Monday, January 14, 2008

64-bit speedups

I tried to find out how much performance increase a 64-bit compile will give compared to the 32-bit compile. I tested three different programs: my Connect 4, Cake and KingsRow. I also have a speedup reported by Ed Gilbert for his international checkers program, KingsRow-10. Here are the numbers:


  • KingsRow: 5.8%
  • Cake: 6.4%
  • Connect 4: 11.6%
  • KingsRow-10: 42.9%


This list shows that all programs are able to benefit from the 64-bit compile, although the gain is rather moderate for all programs except KingsRow-10. Why can some programs benefit more than others? Probably this has to do with how much they make use of 64-bit operations. For example, my Connect 4 program uses a 64-bit representation of the board. KingsRow and Cake use 32-bit representations and don't really have any use for the larger word size on the 64-bit machine. KingsRow-10 on the other hand also uses 64-bit numbers for its board representation and benefits much more than any other program on the list.

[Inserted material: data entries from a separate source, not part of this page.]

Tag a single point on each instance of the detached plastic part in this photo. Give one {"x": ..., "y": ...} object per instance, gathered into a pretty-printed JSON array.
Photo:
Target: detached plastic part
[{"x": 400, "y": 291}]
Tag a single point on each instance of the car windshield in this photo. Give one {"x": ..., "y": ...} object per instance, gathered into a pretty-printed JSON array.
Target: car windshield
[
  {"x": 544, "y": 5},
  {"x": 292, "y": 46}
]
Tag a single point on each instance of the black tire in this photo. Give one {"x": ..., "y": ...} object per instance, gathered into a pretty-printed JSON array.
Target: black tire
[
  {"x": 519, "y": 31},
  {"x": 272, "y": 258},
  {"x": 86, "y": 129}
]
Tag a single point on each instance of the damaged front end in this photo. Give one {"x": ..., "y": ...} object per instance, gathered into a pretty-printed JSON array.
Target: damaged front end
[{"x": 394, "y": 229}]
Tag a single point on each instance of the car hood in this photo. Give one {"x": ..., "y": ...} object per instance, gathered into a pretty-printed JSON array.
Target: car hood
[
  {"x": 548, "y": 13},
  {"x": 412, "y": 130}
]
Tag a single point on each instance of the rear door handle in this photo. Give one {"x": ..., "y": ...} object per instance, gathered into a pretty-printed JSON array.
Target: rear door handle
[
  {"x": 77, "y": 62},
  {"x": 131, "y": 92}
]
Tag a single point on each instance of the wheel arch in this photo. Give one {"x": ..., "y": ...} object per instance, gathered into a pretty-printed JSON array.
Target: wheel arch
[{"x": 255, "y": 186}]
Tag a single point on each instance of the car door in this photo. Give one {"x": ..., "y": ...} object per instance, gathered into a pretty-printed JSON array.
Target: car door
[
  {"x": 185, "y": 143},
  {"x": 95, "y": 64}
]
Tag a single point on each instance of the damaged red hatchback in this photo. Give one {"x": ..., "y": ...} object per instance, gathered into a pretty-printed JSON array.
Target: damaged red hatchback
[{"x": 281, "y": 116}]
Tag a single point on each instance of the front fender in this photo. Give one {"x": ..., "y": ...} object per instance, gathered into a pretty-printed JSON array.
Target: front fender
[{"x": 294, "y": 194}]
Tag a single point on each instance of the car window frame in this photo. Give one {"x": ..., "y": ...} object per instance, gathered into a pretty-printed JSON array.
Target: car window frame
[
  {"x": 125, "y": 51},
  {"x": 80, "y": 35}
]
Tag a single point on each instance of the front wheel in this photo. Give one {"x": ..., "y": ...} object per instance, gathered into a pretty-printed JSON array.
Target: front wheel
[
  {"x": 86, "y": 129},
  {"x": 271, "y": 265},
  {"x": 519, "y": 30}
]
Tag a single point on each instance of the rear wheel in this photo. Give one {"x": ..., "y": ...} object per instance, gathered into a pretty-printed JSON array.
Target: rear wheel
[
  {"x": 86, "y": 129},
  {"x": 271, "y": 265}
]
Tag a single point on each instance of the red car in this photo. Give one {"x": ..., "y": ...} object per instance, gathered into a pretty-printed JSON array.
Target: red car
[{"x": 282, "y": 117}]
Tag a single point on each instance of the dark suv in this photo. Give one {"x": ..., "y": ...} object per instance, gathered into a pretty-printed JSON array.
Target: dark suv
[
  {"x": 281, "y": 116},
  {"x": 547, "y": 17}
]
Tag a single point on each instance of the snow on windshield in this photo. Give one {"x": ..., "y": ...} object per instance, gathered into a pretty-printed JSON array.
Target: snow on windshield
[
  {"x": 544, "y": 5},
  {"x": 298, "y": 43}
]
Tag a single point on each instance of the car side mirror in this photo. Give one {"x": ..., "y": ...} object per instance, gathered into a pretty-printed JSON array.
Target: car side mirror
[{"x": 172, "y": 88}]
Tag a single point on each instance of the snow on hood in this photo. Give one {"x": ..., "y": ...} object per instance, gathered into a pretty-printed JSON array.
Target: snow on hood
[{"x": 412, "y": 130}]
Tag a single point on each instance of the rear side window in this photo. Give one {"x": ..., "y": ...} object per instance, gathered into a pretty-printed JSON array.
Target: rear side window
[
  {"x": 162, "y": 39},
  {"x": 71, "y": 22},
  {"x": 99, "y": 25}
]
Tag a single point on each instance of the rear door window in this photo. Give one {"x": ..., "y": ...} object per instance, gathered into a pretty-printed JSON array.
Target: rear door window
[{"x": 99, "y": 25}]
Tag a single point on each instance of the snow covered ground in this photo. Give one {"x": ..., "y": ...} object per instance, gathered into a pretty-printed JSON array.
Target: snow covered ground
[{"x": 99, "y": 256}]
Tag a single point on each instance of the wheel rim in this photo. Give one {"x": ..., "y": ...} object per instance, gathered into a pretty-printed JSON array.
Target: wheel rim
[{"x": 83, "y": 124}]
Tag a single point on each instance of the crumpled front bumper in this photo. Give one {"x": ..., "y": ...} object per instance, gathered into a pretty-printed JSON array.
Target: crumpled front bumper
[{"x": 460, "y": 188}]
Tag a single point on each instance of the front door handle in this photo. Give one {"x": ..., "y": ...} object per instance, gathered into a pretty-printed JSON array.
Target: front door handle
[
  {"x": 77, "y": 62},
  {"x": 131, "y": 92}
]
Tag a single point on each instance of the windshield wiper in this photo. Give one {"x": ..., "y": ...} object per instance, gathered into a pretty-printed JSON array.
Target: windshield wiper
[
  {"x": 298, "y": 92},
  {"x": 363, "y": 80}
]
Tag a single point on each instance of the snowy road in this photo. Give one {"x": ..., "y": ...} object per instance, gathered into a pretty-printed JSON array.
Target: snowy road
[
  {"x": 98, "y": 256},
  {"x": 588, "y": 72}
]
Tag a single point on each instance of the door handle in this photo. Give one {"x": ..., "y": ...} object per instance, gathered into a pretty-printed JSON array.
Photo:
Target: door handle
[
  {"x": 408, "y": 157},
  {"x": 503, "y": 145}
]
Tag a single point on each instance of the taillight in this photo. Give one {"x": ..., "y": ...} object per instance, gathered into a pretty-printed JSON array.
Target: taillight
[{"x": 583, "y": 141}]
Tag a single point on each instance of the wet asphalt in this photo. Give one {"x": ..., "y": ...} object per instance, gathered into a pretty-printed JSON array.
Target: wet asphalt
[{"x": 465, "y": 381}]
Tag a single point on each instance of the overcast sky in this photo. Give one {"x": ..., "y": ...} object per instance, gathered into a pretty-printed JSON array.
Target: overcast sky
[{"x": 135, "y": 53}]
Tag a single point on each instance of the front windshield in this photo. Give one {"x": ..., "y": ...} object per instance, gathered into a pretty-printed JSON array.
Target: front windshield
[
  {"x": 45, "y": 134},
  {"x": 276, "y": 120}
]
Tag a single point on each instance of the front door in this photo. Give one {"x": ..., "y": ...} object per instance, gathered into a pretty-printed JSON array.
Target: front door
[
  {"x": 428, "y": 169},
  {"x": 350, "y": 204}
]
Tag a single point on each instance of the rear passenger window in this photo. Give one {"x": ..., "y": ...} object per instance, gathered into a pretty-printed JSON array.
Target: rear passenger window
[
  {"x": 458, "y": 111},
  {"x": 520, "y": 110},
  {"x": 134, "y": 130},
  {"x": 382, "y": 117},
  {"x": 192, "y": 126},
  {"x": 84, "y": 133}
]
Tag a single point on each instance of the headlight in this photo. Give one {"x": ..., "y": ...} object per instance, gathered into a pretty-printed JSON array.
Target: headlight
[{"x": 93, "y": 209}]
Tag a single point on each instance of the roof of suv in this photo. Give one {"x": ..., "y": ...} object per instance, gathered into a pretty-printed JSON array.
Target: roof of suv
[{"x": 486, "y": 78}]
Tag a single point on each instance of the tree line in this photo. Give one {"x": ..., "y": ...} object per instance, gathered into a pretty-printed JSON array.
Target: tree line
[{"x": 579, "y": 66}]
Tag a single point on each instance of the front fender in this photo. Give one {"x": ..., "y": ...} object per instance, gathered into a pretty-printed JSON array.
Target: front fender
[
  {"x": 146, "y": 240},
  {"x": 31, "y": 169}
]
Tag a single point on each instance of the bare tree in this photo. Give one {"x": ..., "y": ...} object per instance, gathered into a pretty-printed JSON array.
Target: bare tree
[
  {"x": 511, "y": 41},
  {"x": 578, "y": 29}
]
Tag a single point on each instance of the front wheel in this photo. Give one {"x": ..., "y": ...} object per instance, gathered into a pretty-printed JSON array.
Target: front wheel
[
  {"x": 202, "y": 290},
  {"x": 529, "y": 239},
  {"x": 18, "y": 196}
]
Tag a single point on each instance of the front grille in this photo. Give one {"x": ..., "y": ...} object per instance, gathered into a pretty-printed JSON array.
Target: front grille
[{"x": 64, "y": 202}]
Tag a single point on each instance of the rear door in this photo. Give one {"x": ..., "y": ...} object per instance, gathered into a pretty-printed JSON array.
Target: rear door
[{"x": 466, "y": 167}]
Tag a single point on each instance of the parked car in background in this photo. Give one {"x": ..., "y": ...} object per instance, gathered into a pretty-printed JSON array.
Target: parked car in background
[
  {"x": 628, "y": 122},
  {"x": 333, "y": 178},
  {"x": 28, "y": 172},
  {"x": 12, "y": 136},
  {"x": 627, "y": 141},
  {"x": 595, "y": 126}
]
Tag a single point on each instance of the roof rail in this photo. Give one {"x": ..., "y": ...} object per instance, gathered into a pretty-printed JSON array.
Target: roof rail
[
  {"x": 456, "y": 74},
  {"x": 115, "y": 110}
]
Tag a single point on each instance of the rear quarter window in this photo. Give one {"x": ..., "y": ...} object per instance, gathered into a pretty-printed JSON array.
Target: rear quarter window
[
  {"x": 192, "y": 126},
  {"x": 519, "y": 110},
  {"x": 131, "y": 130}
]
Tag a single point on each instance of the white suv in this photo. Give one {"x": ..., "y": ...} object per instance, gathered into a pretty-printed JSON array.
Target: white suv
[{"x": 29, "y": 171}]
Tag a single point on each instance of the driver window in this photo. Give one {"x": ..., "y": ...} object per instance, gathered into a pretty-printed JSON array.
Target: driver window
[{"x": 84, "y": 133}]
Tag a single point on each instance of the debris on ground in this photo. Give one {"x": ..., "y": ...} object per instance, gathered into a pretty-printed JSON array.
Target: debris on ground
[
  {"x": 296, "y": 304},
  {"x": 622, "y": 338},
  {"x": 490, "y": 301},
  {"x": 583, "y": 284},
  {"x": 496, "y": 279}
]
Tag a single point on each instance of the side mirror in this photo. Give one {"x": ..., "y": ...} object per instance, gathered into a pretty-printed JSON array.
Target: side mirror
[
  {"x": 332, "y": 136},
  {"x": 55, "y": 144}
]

With all these numbers I have to add that there are some points to be considered: The KingsRow 32/64-bit versions don't seem to search the exact same tree - in kN/s searched, KR-64 was 5.8% faster, but its search time was only 2.6% lower. Additionally, KR wasn't using the endgame database during this test, since it doesn't recognize it for some reason on my system. Cake 32/64 searches exactly the same number of nodes on the one-minute search I used for this test. Cake32 makes use of some assembler instructions which Cake64 does not, so probably the speed difference would be a bit larger if I found out how to program these functions in 64-bit assembler. The same is true for Connect 4 (For the experts: I don't have a LSB function in assembler for the 64-bit versions).

Sunday, January 13, 2008

Cake 64

I recently bought a new motherboard/CPU for the computer that was generating the opening book database for Cake. My new machine is the most powerful I ever had, with a Core Quad and 4 GB of RAM. For curiosity's sake, I also installed Windows Vista on that machine. I'm not at all convinced by Microsoft's new OS, but at least it gives me the opportunity to finally run my 64-bit compiles myself. Thanks to this, I found the bug in the 64-bit version of Cake, and of course it was a 32/64-bit issue. I was computing the size of a memory block full of pointers for the endgame database with


char *pointer;
int memsize = blocknum * sizeof(int);
pointer = malloc(memsize);


since I had assumed that sizeof(int) would change to 8 byte on the 64-bit machine. But it stayed at 4 bytes, while pointers do need 8 bytes, and of course the whole thing crashed. I replaced the sizeof(int) with sizeof(pointer) and now it works. It appears that this was the only portability issue; I now have a working 64-bit version of Cake on my machine. By a strange coincidence I clocked it to be 6.4% faster than the 32-bit version.